Крохотная рабочая квартира в Хаммерброке. Велосипедная рама в передней. Эмалированный рукомойник. Воспаленный огонек в закопченном стекле. Сладковатое дыхание керосина. Крохотным стеклышком сверкнет в калейдоскопе памяти убогая эта квартирка, угол струганого стола и закопченная лампа. И руки, блуждающие по карте города, засаленной, протертой на сгибах, и черные тени людей по стенам...
- Все ознакомились с директивой Центрального Комитета о выступлении? - Тельман поднял голову и, прищурившись, обвел взглядом собравшихся.
Стульев и табуретов явно не хватало. Люди стояли, привалившись к стене, кое-кто, подстелив газету, устроился прямо на дощатом полу. Берлога Фрица Бортмана, клепальщика с верфей, явно не могла вместить всех активистов приморской организации КПГ, командиров пролетарских сотен, связных. Но было у нее одно незаменимое качество - черный ход на соседний проходной двор.
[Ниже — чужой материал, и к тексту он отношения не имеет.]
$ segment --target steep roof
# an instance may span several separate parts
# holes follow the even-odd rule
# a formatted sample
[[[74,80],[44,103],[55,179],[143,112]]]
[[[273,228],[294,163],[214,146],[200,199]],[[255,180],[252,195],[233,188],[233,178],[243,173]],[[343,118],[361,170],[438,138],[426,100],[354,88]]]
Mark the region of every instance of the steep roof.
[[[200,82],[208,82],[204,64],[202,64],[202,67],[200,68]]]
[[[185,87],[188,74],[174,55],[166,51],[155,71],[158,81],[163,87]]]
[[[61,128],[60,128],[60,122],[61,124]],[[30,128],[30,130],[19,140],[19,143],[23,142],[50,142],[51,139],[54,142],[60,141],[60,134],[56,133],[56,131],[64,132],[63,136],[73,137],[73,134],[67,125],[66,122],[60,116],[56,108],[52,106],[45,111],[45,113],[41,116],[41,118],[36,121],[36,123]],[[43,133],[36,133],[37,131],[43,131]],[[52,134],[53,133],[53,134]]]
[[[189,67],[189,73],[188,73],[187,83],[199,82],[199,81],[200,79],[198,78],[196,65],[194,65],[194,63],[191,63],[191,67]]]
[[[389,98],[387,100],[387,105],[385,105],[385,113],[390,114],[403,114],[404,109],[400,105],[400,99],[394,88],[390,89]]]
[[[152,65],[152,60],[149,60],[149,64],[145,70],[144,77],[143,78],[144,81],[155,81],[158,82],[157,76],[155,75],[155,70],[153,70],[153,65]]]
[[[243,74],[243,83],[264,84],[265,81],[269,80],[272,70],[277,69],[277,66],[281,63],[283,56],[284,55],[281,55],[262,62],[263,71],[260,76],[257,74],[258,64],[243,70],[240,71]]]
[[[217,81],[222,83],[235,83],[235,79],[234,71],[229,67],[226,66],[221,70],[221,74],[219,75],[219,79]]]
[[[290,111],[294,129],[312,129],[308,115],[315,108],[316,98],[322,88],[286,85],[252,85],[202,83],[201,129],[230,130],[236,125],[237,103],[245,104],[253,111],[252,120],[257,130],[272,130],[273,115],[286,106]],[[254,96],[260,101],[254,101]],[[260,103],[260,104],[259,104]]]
- Товарищ Реммеле привез из Хемница хорошие вести, - Тельман отколупнул приставшую к карте хлебную крошку и машинально бросил ее в рот. - Принято решение о всеобщей забастовке. И начать ее поручено нам, товарищи.
- Почему именно нам? - спросил кто-то из затененного угла возле печи.
- Партия видит в нас, - Тельман тяжело поднялся с табуретки и уперся кулаками в стол, - самую боевую организацию рабочего класса. Вооруженное выступление в Гамбурге послужит сигналом ко всегерманскому восстанию.
- Давно пора, - соскочив с подоконника, выкрикнул Фриц, которого, впрочем, чаще называли Максом, поскольку было известно, что он во всем старался подражать Максимилиану Робеспьеру. - Сейчас же все на баррикады!
- Да, да, - усмехнулся Тельман. - К оружию, граждане, равняйсь, батальон... Ты пока посиди. Макс... Помолчи.